While the US EPA and the National Highway Traffic Safety Administration released their long-awaited proposals last month for Phase 2 of the fuel economy rules governing tractor-trailers, a research paper finds that plenty of compliant trailers are already rolling down the highway today.
The proposals to further reduce GHG emissions by limiting fuel consumption will treat emission standards from trucks, tractors, engines and trailers separately, and do not require “integrated” tractor-trailer configurations. Pending public comments, the Phase 2 regs would begin taking effect for model-year 2018 trailers and MY 2021 tractors and trucks, and run through MY 2027.
As reported by Heavy Duty Trucking, Ben Sharpe, a senior researcher at the International Council for Clean Transportation explains that “box” trailers, which include long and short dry-freight and refrigerated vans, would need side skirts that cover their wheels, along with rear-end fairings and perhaps gap-reduction devices, to meet the Phase 2 proposals.
Those trailers would also use low-rolling-resistance tires and automatic tire-inflation devices.
HDT continues:
“Non-box” and “non-aero” trailers, including flatbeds, tankers, dumps, livestock units and those with equipment that prevents use of aerodynamic aids, would need only easy-rolling tires and auto-inflation devices, according to Sharpe. An example of a non-aero trailer is a van with a rear liftgate that precludes a boat tail device.

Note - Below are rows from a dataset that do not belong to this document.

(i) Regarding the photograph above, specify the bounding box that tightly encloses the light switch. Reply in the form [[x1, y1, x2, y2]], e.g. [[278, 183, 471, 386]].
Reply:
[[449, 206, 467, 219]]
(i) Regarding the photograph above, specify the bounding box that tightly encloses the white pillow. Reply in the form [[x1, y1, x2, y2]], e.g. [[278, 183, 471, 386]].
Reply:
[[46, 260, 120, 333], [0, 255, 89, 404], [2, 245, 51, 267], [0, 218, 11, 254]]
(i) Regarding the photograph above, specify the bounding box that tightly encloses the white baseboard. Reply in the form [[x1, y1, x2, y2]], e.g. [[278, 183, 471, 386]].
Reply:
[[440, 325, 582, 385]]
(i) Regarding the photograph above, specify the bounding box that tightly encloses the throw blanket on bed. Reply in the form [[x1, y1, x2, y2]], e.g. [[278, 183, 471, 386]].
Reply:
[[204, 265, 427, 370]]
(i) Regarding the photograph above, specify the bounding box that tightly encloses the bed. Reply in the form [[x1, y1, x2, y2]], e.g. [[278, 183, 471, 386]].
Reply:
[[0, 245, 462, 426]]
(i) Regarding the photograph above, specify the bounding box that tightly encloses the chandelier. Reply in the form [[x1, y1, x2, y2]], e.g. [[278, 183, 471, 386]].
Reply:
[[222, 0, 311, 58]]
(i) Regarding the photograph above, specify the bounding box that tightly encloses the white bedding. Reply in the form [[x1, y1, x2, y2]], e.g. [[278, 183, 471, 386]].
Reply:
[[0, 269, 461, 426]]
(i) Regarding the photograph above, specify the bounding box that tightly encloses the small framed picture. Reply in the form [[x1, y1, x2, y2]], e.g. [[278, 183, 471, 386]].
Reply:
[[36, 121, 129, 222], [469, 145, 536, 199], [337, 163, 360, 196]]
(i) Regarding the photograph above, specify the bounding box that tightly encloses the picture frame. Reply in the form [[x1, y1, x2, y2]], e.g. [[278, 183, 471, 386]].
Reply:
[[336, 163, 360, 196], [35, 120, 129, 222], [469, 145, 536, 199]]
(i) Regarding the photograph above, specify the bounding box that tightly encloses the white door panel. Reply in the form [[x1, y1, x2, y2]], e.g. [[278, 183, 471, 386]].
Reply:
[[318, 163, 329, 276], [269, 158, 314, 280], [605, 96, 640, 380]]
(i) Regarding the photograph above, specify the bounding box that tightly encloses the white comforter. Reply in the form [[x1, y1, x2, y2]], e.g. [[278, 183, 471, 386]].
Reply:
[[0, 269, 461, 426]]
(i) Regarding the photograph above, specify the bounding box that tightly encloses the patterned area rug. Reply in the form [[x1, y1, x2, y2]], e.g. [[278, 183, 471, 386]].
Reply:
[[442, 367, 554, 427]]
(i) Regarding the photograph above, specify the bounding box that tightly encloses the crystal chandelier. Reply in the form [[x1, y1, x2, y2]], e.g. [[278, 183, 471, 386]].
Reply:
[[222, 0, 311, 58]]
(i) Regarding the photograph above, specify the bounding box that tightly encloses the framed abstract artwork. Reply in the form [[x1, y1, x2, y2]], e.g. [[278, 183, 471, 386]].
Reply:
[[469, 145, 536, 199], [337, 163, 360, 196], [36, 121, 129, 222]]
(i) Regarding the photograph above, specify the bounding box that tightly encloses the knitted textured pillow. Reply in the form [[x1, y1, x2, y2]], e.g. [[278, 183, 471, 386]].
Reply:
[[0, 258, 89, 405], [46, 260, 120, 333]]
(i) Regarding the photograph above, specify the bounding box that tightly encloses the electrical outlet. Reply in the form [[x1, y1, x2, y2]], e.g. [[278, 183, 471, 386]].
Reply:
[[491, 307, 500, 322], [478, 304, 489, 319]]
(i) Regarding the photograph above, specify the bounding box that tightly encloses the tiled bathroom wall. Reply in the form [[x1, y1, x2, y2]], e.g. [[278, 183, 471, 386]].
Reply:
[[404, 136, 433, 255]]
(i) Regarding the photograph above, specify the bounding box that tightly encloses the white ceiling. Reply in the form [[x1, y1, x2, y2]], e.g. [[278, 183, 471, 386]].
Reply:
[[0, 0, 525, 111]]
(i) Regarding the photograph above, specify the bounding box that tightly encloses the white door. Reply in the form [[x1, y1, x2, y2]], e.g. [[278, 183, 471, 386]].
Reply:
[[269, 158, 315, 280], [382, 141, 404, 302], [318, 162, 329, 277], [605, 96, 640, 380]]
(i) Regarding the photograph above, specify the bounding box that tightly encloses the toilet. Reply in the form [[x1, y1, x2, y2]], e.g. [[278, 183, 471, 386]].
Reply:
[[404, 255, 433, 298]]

The regulations are aimed solely at trailer manufacturers, aerodynamics-device manufacturers, and tire suppliers, Sharpe explains. While users are not regulated as such, they would be required to keep equipment in the condition as it was sold. This condition does not apply to replacement tires.
ICCT’s study of the proposals divides box trailers into seven categories, or “bins,” from a bare van with no aero improvers to “optimized” sets of skirts, boat tails and gap reducers, plus the tire improvements.

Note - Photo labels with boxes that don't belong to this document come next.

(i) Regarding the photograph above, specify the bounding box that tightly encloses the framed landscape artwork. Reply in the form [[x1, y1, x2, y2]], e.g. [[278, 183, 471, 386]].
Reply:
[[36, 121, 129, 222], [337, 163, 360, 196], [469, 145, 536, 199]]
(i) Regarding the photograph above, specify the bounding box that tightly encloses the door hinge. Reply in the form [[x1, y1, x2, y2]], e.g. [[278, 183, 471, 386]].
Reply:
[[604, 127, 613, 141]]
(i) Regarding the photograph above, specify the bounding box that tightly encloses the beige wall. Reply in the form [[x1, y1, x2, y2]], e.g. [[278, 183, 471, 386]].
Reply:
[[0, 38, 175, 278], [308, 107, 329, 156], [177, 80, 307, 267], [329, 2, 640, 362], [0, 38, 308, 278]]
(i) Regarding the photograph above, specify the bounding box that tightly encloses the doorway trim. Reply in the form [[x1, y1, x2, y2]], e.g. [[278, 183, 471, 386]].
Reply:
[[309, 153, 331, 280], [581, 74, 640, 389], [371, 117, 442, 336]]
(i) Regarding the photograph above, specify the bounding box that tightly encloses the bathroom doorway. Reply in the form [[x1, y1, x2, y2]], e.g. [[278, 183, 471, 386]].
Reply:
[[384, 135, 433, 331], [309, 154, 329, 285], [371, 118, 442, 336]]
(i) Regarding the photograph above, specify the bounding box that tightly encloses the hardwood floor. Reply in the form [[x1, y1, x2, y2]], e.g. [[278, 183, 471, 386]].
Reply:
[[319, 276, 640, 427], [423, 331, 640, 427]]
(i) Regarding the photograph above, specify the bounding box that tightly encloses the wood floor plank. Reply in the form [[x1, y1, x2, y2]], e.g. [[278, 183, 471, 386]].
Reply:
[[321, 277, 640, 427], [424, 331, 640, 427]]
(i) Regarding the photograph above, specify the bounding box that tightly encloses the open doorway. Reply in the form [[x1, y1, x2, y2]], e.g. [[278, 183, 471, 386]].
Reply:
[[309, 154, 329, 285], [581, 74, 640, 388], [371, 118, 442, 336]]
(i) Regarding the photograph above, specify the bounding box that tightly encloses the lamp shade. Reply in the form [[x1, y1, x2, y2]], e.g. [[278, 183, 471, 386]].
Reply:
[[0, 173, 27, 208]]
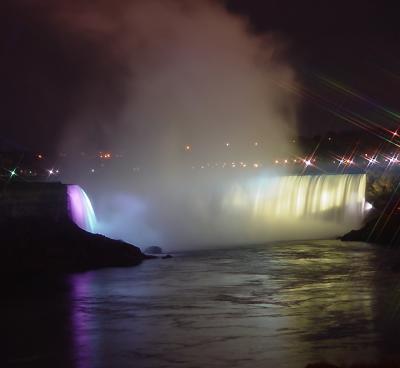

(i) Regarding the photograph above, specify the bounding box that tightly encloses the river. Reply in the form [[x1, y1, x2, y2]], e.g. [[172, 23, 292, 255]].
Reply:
[[0, 240, 400, 368]]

An eighth box-trailer category describes “exotic” trailers with smoother basic shapes, which could appear during the regulation’s time period, and might or might not be needed to meet Phase 2 regs. Teardrop-shaped trailers with curved roofs that probably fall into that class are running in the United Kingdom, news reports have said.
Phase 2’s targeted fuel and CO2 savings would start with 5% for a van with side skirts and a boat tail device, like many now running; move to 7% for what is currently a SmartWay Elite classification with more advanced equipment (which actually now requires a stiffer 9% improvement to be granted the Elite status); and reach 10% for trailers with optimized aero fairings, according to ICCT’s study.
Non-box and non-aero trailers would have no specific savings goals, but easy rolling tires that stay properly inflated would reduce mechanical drag and save fuel and CO2, the agencies’ reasoning goes.
Manufacturers would have to comply with the box-trailer regs by analyzing their models with an algebraic formula devised by EPA and NHTSA, Sharpe says. Manufacturers could “average” all vehicles on a sales-weighted basis, as car makers now do to meet corporate average fuel economy, or CAFE, standards. Or they could score each trailer model individually.
Scoring is based on the amount of CO2 in grams per ton-mile, he explains. Thus long, 53-foot trailers that typically carry 38,000-pound loads score better than short, 28-footers which tote 20,000-pound cargoes. The average load weights are based on government transportation data.
So why, asks HDT, won’t the agencies require integrated tractor-trailers that EPA has promoted in its SuperTruck development programs?
“They acknowledge that if you design a tractor-trailer together, you really optimize it,” Sharpe explained. “But they recognize that in the real world [of trucking], trailers get swapped out regularly.”